Sobre la suerte que corrió Saldaña -el delincuente que se había quedado en el banco- habría que escribir todo un capítulo aparte como ejemplo de hasta dónde puede llegar la impunidad de la que en esa década se conocía como la “Maldita Policía”. El joven de 24 años fue detenido en el acto y llevado a una celda de la Comisaría 2 de la localidad, donde a pesar de la fuerte custodia que se suponía tenía, fue hallado ahorcado al día siguiente. Aunque no tenía nada cortante para ayudarse, los responsables de cuidarlo dijeron que Saldaña arrancó el forro de un colchón y se colgó por sus propios medios.
Un oficial, el cabo Alberto Castillo, fue fotografiado esa madrugada por cronistas de Página 12 cuando retiraba del auto baleado el bolso de Flora Lacave, donde se suponía que había un arma y el handy con que la banda interceptaba las comunicaciones oficiales, instrumentos que nunca más aparecieron. Aunque enjuiciado y condenado por eso, pronto fue liberado de todo cargo pero como dicen que el que a hierro mata, a hierro muere, Castillo apareció “suicidado” meses después.
La brutalidad del accionar oficial, lo burdo del supuesto suicidio, dejaron expuesto que no sólo hubo una conspiración policial enquistada sino también encubrimiento en los niveles más altos del poder.

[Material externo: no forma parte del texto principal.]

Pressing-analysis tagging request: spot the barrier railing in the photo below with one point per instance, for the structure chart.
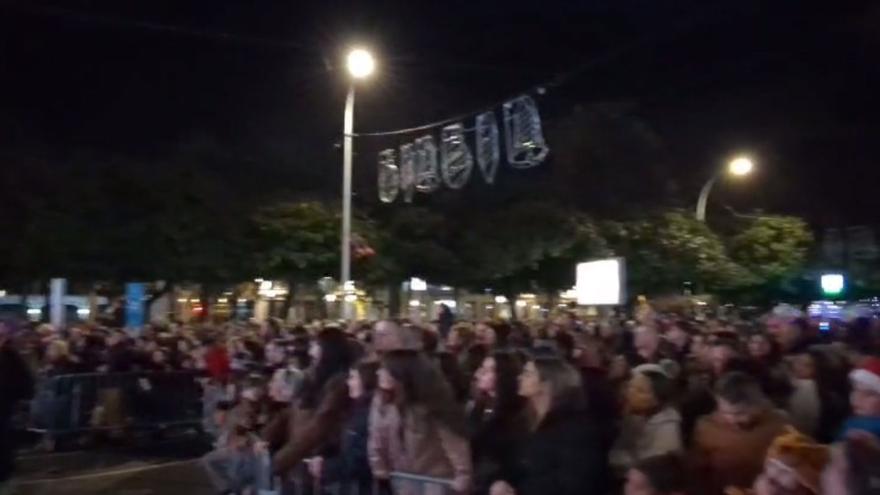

Muy pronto la investigación arrojó que los ladrones y varios policías de Villa Ramallo se conocían bien. Se rastrearon llamadas y se comprobó que hubo una confabulación muy obvia para robar la sucursal del BNA. Tanta impunidad hizo que surgiera todo tipo de teorías conspirativas, que insinuaban que el verdadero botín iba más allá de un montón de billetes. Algo mayor, un secreto que se había intentado recuperar y que se protegió sin importar el costo. Una de esas versiones sugería que en las bóvedas del banco se ocultaba un misterioso maletín recuperado pocos años antes en el accidente de Carlitos Jr, el hijo del presidente Carlos Menem, muerto en circunstancias dudosas.
Lo burdo de la masacre de Ramallo obligó al Gobierno nacional a precipitar la renuncia de Osvaldo Lorenzo, ministro de Seguridad de la Provincia de Buenos Aires, mientras que la Jefatura Departamental de la Policía bonaerense hizo lo único que le quedaba y disolvió el Grupo Halcón.
Memorias de una pesadilla
El único de los tres asaltantes que sobrevivió, Carlos Martínez, fue condenado a 24 años de prisión. Detrás de él, fueron sentenciados varios acusados de participar aportando datos, armas y distintos elementos para perpetrar el robo: el policía Aldo Cabral y el soldado Jorge Aguilar recibieron penas de 17 y 15 años de prisión. La hermana de Saldaña fue condenada a cumplir 14 años en la cárcel mientras que Fabricio Céspedes, Oscar Mendoza y la remisera Silvia Vega recibieron 13 años.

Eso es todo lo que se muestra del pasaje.